Quand on rencontre quelqu’un, la première question est presque toujours la même : « Et sinon, tu fais quoi dans la vie ? » C’est une question simple et efficace : pas trop personnelle pour être intrusive, mais assez ouverte pour lancer la conversation. Pourtant, avec le temps, je réalise que cette question — et ce qu’on imagine derrière — en dit souvent bien plus qu’on ne le pense.
Notre travail, notre poste, notre titre fonctionnent souvent comme une carte de visite.
On croit qu’en disant ce qu’on fait, on révèle déjà qui on est. Et c’est vrai, en partie : passer huit heures par jour, souvent plus, sur une activité influence forcément notre façon de penser, d’agir, nos relations. Mais ces derniers temps, je sens de plus en plus fort que ce n’est pas tout ce que je peux dire de moi.

Mon travail ne me définit pas
À 37 ans, j’ose enfin le dire : aussi passionnée que je sois par mon métier, je ne suis pas mon travail. Pendant longtemps, je pensais autrement. Je m’identifiais à ce que je faisais. Les projets réussis, les livrables remis à temps, les retours clients — c’était la base de mon estime de moi. Quand ça marchait, j’étais confiante. Quand ça n’allait pas, je me sentais sans valeur. Comme si ma valeur humaine dépendait de mes performances professionnelles.
Ce n’est que récemment que j’ai compris à quel point cette façon de penser est dangereuse. Parce que si on construit tout sur notre carrière, une erreur, un échec ou un changement ne secoue pas seulement notre travail, mais aussi notre identité. Et que reste-t-il de nous si on perd notre emploi, notre métier ou notre motivation ? Sans parler de la retraite ou d’un simple dimanche libre.
Autour de moi, je vois de plus en plus de personnes qui cherchent leur valeur dans leur travail. Qui ne répondent pas simplement à la question « Tu fais quoi ? », mais qui veulent prouver quelque chose. Je ne les blâme pas — dans un monde où la visibilité du succès compte souvent plus que son contenu, c’est difficile de faire autrement.

C’est triste de s’identifier autant à son travail, au point d’oublier d’autres parts de soi tout aussi essentielles.

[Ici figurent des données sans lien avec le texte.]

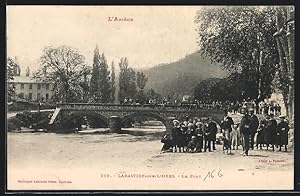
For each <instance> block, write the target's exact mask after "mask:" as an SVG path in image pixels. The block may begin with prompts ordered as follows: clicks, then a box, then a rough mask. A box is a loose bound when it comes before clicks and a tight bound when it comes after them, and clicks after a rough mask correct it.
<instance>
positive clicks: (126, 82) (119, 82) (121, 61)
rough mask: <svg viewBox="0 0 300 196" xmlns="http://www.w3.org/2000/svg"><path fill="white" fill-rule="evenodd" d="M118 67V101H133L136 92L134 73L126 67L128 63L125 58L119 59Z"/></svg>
mask: <svg viewBox="0 0 300 196" xmlns="http://www.w3.org/2000/svg"><path fill="white" fill-rule="evenodd" d="M119 67H120V75H119V94H118V97H119V101H120V102H123V100H124V98H131V99H134V98H135V96H136V92H137V90H136V74H135V71H134V70H133V69H132V68H130V67H129V66H128V61H127V58H126V57H125V58H121V61H120V63H119Z"/></svg>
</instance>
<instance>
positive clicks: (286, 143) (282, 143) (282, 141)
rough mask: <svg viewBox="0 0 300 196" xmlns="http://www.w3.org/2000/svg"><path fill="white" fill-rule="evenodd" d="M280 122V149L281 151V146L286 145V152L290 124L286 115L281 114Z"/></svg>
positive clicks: (279, 135)
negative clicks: (285, 119) (281, 114)
mask: <svg viewBox="0 0 300 196" xmlns="http://www.w3.org/2000/svg"><path fill="white" fill-rule="evenodd" d="M279 118H280V122H279V123H278V125H277V126H276V133H279V142H278V143H279V144H278V145H279V151H281V146H283V145H284V148H285V152H287V145H288V132H289V129H290V128H289V124H288V122H287V121H286V120H285V116H283V115H281V116H279Z"/></svg>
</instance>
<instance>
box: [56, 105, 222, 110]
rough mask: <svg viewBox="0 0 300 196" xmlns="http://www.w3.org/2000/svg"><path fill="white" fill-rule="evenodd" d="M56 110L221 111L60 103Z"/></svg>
mask: <svg viewBox="0 0 300 196" xmlns="http://www.w3.org/2000/svg"><path fill="white" fill-rule="evenodd" d="M56 107H57V108H61V109H63V110H81V109H85V110H124V109H126V110H143V111H145V110H149V111H157V110H159V111H163V110H168V111H187V110H188V111H197V110H199V111H203V110H222V108H215V107H213V106H212V105H205V106H197V105H196V104H190V105H164V104H156V105H152V104H143V105H141V104H131V105H129V104H128V105H123V104H103V103H60V104H57V105H56Z"/></svg>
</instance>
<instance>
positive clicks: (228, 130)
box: [221, 109, 234, 153]
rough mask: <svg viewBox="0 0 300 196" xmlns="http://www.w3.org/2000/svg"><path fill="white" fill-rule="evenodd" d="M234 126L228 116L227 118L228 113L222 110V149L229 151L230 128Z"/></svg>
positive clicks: (229, 116) (230, 145) (231, 119)
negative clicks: (223, 116)
mask: <svg viewBox="0 0 300 196" xmlns="http://www.w3.org/2000/svg"><path fill="white" fill-rule="evenodd" d="M233 125H234V122H233V120H232V118H231V117H230V116H228V111H227V110H226V109H225V110H224V118H223V120H222V121H221V129H222V132H223V135H224V148H223V150H224V149H226V150H227V152H228V150H229V151H231V137H230V135H231V134H230V133H231V131H232V126H233ZM229 153H231V152H229Z"/></svg>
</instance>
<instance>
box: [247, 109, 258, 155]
mask: <svg viewBox="0 0 300 196" xmlns="http://www.w3.org/2000/svg"><path fill="white" fill-rule="evenodd" d="M249 120H250V147H251V149H252V150H253V149H254V136H255V133H256V132H257V128H258V125H259V121H258V118H257V116H256V115H255V114H254V109H253V108H250V109H249Z"/></svg>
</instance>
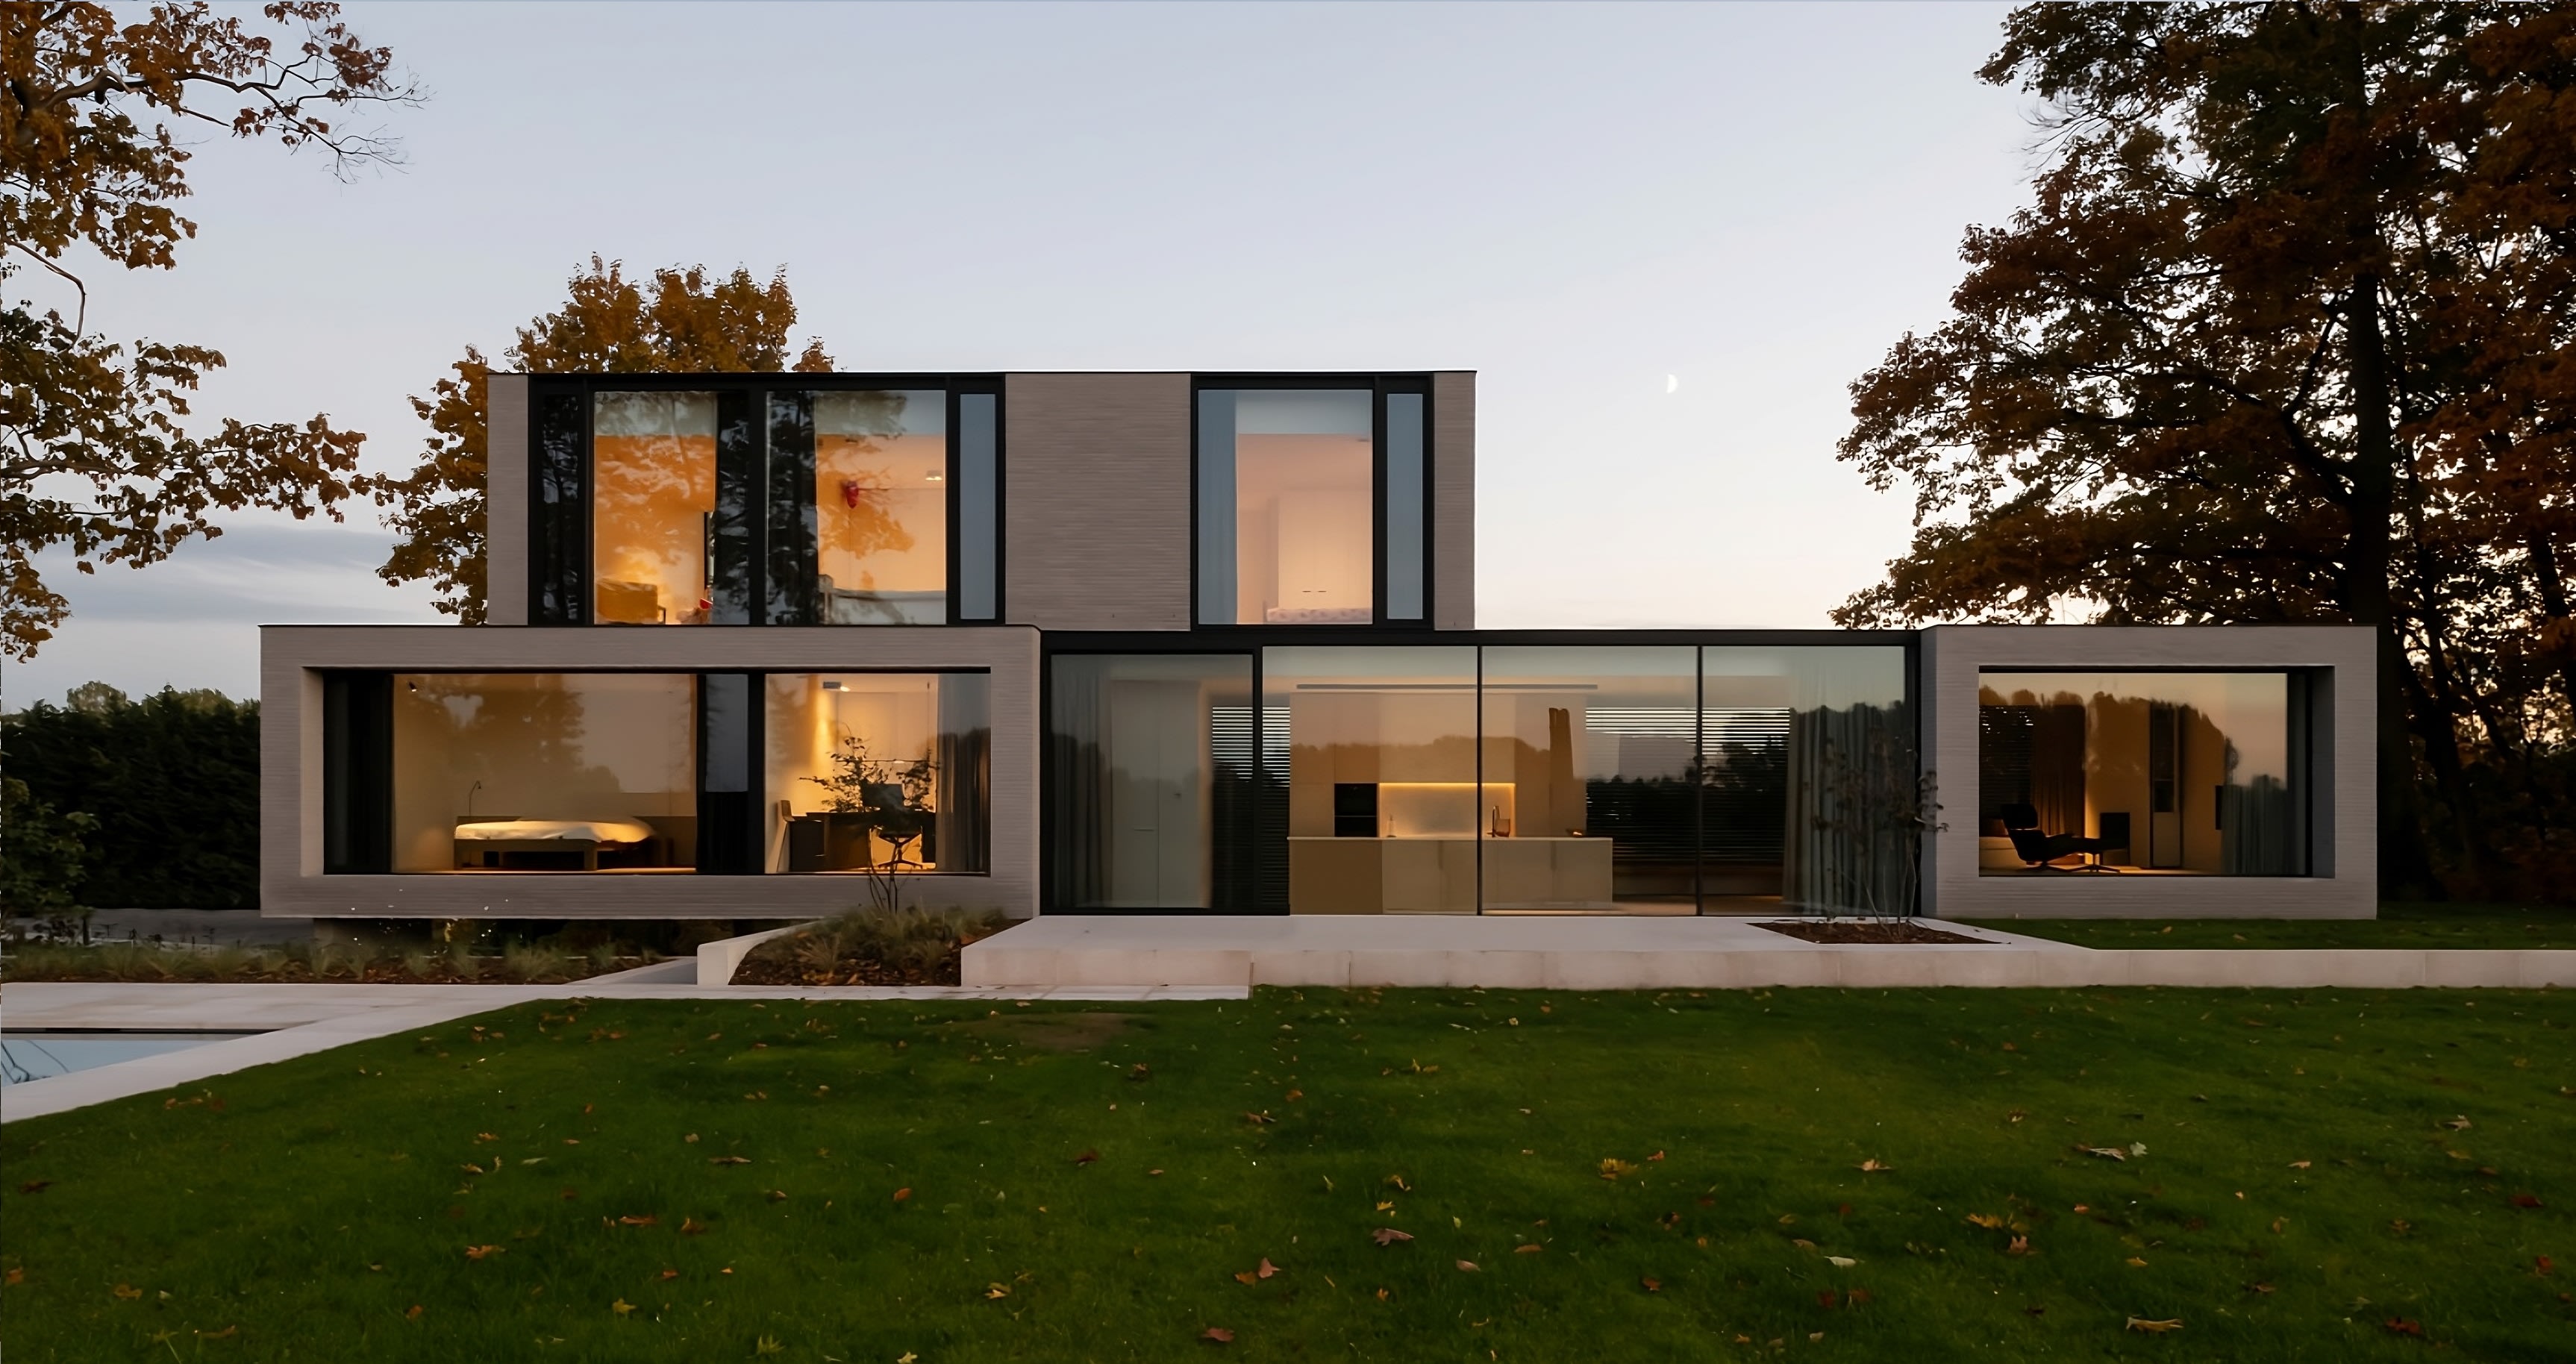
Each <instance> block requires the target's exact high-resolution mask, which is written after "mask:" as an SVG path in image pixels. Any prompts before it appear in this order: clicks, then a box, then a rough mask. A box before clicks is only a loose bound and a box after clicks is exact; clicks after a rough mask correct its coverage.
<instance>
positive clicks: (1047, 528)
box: [489, 371, 1476, 631]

Pourtant, la plupart de ce que j’ai accompli dans la vie ne figure ni sur un CV ni sur LinkedIn. Personne n’a reçu de bonus pour ça, personne ne m’a fait de retour. Par exemple, la patience que j’ai apprise au fil des ans. L’empathie que je cultive dans mes relations. Ou encore le fait que je choisis aujourd’hui beaucoup plus consciemment à qui et pourquoi je donne mon énergie. Tout cela fait partie de qui je suis — et rien de tout ça ne dépend de ce qui est écrit dans mon contrat de travail.
Je crois que cette prise de conscience est un moment clé du passage à l’âge adulte. Quand on se dit pour la première fois : « Ma carrière n’est pas ma personnalité. » Je travaille parce que j’aime ça, parce que ça me motive, parce que ça m’apporte de la sécurité — mais ce n’est pas ce qui me rend plus ou moins valable. Le but de mon travail est de créer des opportunités : du temps, de l’argent, de l’espace pour vivre pleinement ce que je suis vraiment.
Et c’est peut-être là que se trouve la frontière entre l’épuisement et l’équilibre. Parce que si je peux séparer mon identité professionnelle de mon être humain, un mauvais jour ne fait pas s’effondrer mon monde. Je peux dire non sans culpabiliser. Je ne me sens pas plus valable parce que je travaille beaucoup, mais parce que je vis pleinement (pas seulement matériellement) grâce à ce que mon travail m’a permis d’obtenir.
Je ne le nie pas : j’aime mon travail. Je suis fière de ce que j’ai accompli. Mais aujourd’hui, je sais que ce que je suis ne dépend pas de mon poste, mais de mes choix. Et c’est libérateur. Parce que je n’ai plus à faire dépendre mon estime de moi de chaque résultat. Je peux enfin être simplement une personne qui travaille — mais qui n’existe pas que pour ça.